Given this growth and to avoid another tragedy like Lac-Megantic, the businesses that produce Canada's crude oil and fuels, and the railways that transport them are working to together on new measures to enhance the safety of the rail transport of dangerous goods.
As Canada's federal government determines its response to recommendations made by the Transportation Safety Board following its incident investigation, discussion and collaboration between the Canadian Association of Petroleum Producers, the Railway Association of Canada and the Canadian Fuels Association has progressed, with the industries recently reaching an agreement in principle for voluntary mutual emergency assistance measures to improve preparedness and response capabilities for rail transportation emergencies involving liquid hydrocarbons.
For example, the agreement will streamline access to resources, such as equipment, supplies and expertise to first responders, and incident commanders in the event of an emergency, such as fires or spills.
Our industries will also design and implement a broader emergency preparedness and response coalition, which would create better national response capability through a single entity accessible by companies, first responders and government agencies in the event of an incident involving flammable liquid hydrocarbons on rail.
Rail has always been a transportation option for fuels, such as diesel and gasoline, especially to markets far from refineries and where pipeline transport is not an option. The increase in crude transport by rail is the result of a significant increase in Canadian crude oil production, the unique capabilities of rail and current pipeline capacity constraints.
Rail safety is comprised of important operational, process and emergency response components - and a world-class system delivers on each to protect Canadians and facilitate the flow of goods across Canada and the entire continent.
Over the past months, rail companies have redoubled their safety efforts and focus on operational safety, and shippers are likewise working to improve testing and classification processes for the various hazardous materials we need carried.
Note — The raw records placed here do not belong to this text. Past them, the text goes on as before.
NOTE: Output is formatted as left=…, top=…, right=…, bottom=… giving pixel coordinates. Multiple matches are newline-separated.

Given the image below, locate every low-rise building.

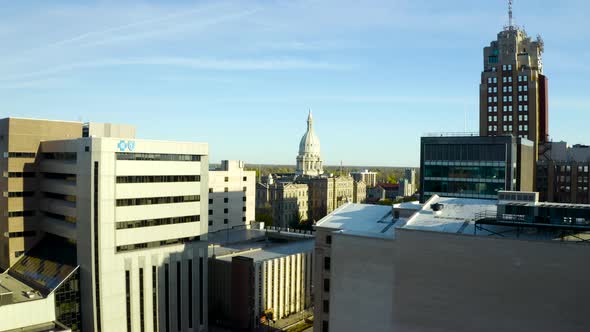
left=314, top=193, right=590, bottom=332
left=208, top=229, right=314, bottom=331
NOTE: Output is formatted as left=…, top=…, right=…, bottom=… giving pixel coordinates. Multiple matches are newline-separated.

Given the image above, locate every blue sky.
left=1, top=0, right=589, bottom=167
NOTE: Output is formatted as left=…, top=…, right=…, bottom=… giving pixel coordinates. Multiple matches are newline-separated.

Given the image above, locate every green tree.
left=257, top=213, right=273, bottom=226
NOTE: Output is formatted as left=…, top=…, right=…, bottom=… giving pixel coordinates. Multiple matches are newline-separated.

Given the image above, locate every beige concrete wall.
left=0, top=118, right=82, bottom=270
left=327, top=234, right=395, bottom=332
left=394, top=228, right=590, bottom=332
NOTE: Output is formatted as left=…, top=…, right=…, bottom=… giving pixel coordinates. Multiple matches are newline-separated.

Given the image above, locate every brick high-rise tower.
left=479, top=1, right=549, bottom=160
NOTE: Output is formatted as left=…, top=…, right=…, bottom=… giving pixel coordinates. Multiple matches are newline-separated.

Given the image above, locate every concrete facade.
left=313, top=201, right=590, bottom=332
left=38, top=136, right=210, bottom=332
left=208, top=160, right=255, bottom=232
left=0, top=117, right=83, bottom=270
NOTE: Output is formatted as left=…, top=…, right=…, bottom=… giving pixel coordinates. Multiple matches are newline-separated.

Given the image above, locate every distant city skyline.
left=1, top=0, right=589, bottom=166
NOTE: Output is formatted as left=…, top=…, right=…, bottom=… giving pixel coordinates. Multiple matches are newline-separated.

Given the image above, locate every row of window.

Addressing the safety dimensions around the rail transportation of crude oil and other fuels is complex, involving many companies, governments and communities. This unprecedented collaboration between our industries on safety underscores the importance we place on taking and improving rail safety. Rail is today a safe mode of transport and these measures will make it even safer.
As government finalizes new rail rules, effectiveness of regulations will mean focusing on practical measures that yield tangible safety improvements the public expects.